Quick Start Guide to Write Spark Connect Client Application in Go

Add Reference to spark-connect-go Library

In your Go project go.mod file, add spark-connect-go library:

require (
	github.com/apache/spark-connect-go/v1 master
)

In your Go project, run go mod tidy to download the library on your local machine.
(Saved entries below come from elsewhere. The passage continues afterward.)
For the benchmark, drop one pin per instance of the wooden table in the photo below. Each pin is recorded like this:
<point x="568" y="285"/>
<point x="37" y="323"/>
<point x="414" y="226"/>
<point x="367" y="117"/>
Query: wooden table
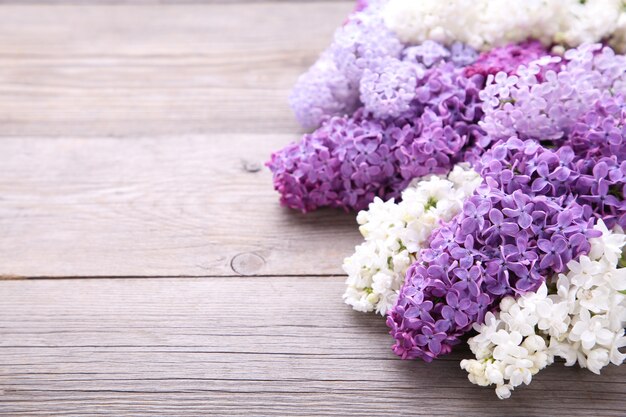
<point x="148" y="268"/>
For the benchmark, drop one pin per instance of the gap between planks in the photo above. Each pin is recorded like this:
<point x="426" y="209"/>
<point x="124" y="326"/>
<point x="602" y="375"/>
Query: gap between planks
<point x="241" y="346"/>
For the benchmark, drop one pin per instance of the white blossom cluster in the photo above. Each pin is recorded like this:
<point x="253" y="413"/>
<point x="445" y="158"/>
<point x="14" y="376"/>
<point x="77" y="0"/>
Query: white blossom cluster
<point x="395" y="232"/>
<point x="484" y="24"/>
<point x="578" y="316"/>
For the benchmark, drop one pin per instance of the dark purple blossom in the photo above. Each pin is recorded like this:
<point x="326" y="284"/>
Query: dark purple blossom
<point x="533" y="213"/>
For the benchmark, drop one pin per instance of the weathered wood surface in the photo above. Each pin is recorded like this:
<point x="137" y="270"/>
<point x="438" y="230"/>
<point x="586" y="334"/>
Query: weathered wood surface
<point x="246" y="346"/>
<point x="132" y="143"/>
<point x="185" y="205"/>
<point x="116" y="69"/>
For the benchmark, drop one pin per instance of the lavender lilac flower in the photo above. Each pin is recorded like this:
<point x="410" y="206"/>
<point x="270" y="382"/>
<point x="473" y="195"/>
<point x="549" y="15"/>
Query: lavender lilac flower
<point x="532" y="215"/>
<point x="331" y="86"/>
<point x="350" y="160"/>
<point x="506" y="58"/>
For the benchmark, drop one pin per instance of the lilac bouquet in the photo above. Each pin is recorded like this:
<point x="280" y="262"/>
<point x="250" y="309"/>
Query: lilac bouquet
<point x="491" y="156"/>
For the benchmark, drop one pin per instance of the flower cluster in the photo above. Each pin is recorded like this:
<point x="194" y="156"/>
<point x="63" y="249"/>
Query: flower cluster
<point x="496" y="162"/>
<point x="484" y="24"/>
<point x="350" y="160"/>
<point x="395" y="232"/>
<point x="331" y="86"/>
<point x="531" y="216"/>
<point x="552" y="106"/>
<point x="507" y="58"/>
<point x="578" y="316"/>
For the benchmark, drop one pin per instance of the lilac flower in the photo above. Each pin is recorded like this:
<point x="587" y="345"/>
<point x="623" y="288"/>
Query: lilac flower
<point x="511" y="234"/>
<point x="388" y="89"/>
<point x="350" y="160"/>
<point x="331" y="86"/>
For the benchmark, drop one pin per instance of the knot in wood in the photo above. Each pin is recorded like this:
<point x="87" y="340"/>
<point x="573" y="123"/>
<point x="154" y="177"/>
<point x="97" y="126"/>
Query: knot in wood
<point x="247" y="263"/>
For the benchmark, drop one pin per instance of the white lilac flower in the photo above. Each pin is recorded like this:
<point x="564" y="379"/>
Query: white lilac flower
<point x="581" y="319"/>
<point x="483" y="24"/>
<point x="395" y="232"/>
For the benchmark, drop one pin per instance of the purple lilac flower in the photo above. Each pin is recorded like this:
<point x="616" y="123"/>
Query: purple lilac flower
<point x="321" y="91"/>
<point x="506" y="59"/>
<point x="389" y="88"/>
<point x="533" y="213"/>
<point x="350" y="160"/>
<point x="331" y="86"/>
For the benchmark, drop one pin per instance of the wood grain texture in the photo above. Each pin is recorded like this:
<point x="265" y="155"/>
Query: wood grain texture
<point x="190" y="205"/>
<point x="247" y="346"/>
<point x="132" y="143"/>
<point x="94" y="69"/>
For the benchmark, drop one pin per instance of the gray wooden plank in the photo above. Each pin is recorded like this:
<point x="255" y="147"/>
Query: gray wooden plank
<point x="241" y="346"/>
<point x="190" y="205"/>
<point x="141" y="69"/>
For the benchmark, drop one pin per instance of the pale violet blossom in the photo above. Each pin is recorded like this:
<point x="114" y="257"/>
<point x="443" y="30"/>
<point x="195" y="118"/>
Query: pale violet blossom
<point x="395" y="232"/>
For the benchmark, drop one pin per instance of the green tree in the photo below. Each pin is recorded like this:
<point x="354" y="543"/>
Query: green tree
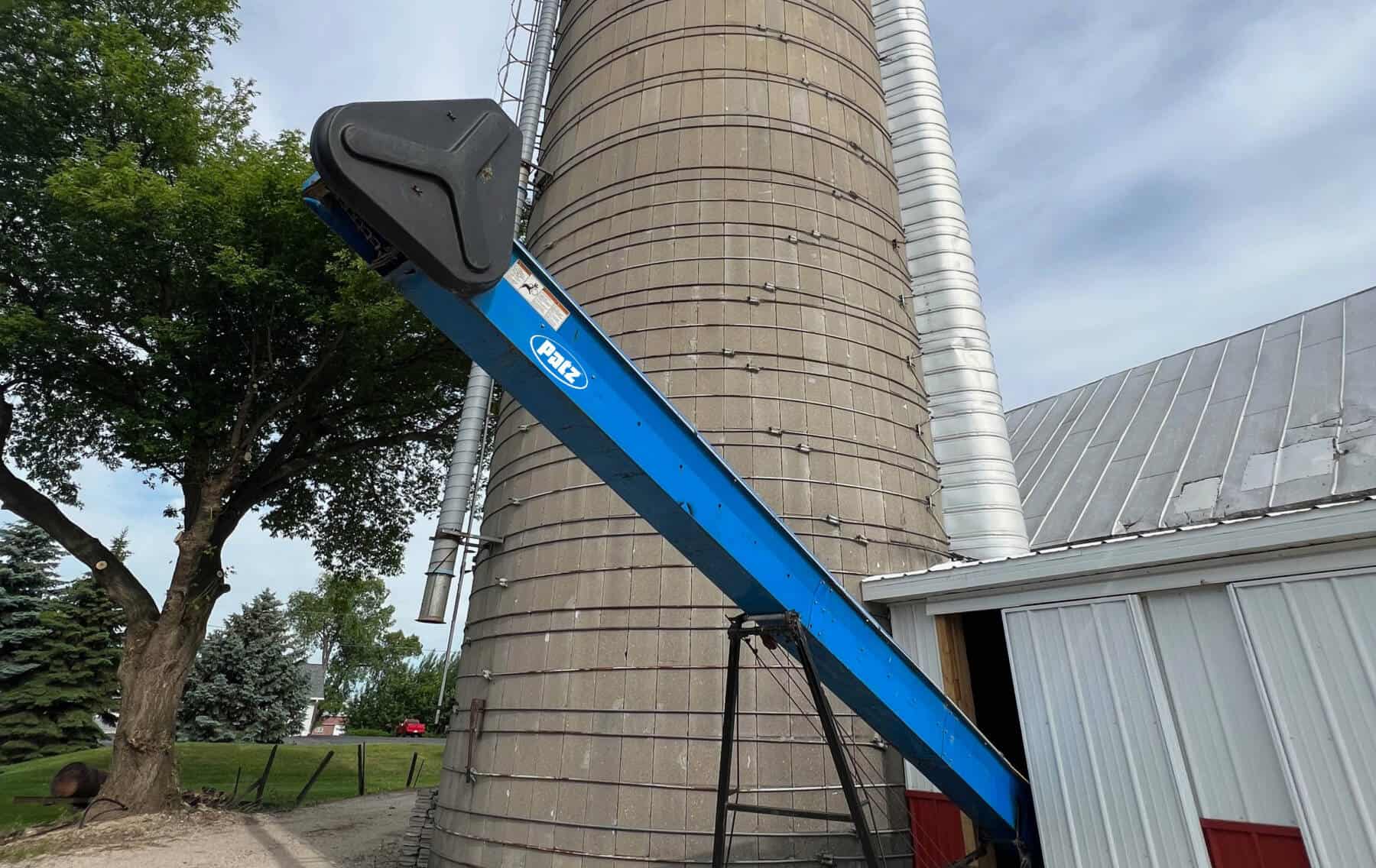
<point x="28" y="578"/>
<point x="89" y="630"/>
<point x="248" y="682"/>
<point x="399" y="691"/>
<point x="347" y="617"/>
<point x="168" y="304"/>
Write Spark Connect Client Application

Create main.go file with following code:

package main

import (
	"flag"
	"log"

	"github.com/apache/spark-connect-go/v1/client/sql"
)

var (
	remote = flag.String("remote", "sc://localhost:15002",
		"the remote address of Spark Connect server to connect to")
)

func main() {
	flag.Parse()
	spark, err := sql.SparkSession.Builder.Remote(*remote).Build()
	if err != nil {
		log.Fatalf("Failed: %s", err.Error())
	}
	defer spark.Stop()

	df, err := spark.Sql("select 'apple' as word, 123 as count union all select 'orange' as word, 456 as count")
	if err != nil {
		log.Fatalf("Failed: %s", err.Error())
	}

	log.Printf("DataFrame from sql: select 'apple' as word, 123 as count union all select 'orange' as word, 456 as count")
	err = df.Show(100, false)
	if err != nil {
		log.Fatalf("Failed: %s", err.Error())
	}

	rows, err := df.Collect()
	if err != nil {
		log.Fatalf("Failed: %s", err.Error())
	}

	for _, row := range rows {
		log.Printf("Row: %v", row)
	}

	err = df.Write().Mode("overwrite").
		Format("parquet").
		Save("file:///tmp/spark-connect-write-example-output.parquet")
	if err != nil {
		log.Fatalf("Failed: %s", err.Error())
	}

	df, err = spark.Read().Format("parquet").
		Load("file:///tmp/spark-connect-write-example-output.parquet")
	if err != nil {
		log.Fatalf("Failed: %s", err.Error())
	}

	log.Printf("DataFrame from reading parquet")
	df.Show(100, false)

	err = df.CreateTempView("view1", true, false)
	if err != nil {
		log.Fatalf("Failed: %s", err.Error())
	}

	df, err = spark.Sql("select count, word from view1 order by count")
	if err != nil {
		log.Fatalf("Failed: %s", err.Error())
	}

	log.Printf("DataFrame from sql: select count, word from view1 order by count")
	df.Show(100, false)
}

Start Spark Connect Server (Driver)

Download a Spark distribution (3.4.0+), unzip the folder, run command:

sbin/start-connect-server.sh --packages org.apache.spark:spark-connect_2.12:3.4.0

Run Spark Connect Client Application

go run main.go

You will see the client application connects to the Spark Connect server and prints out the output from your application.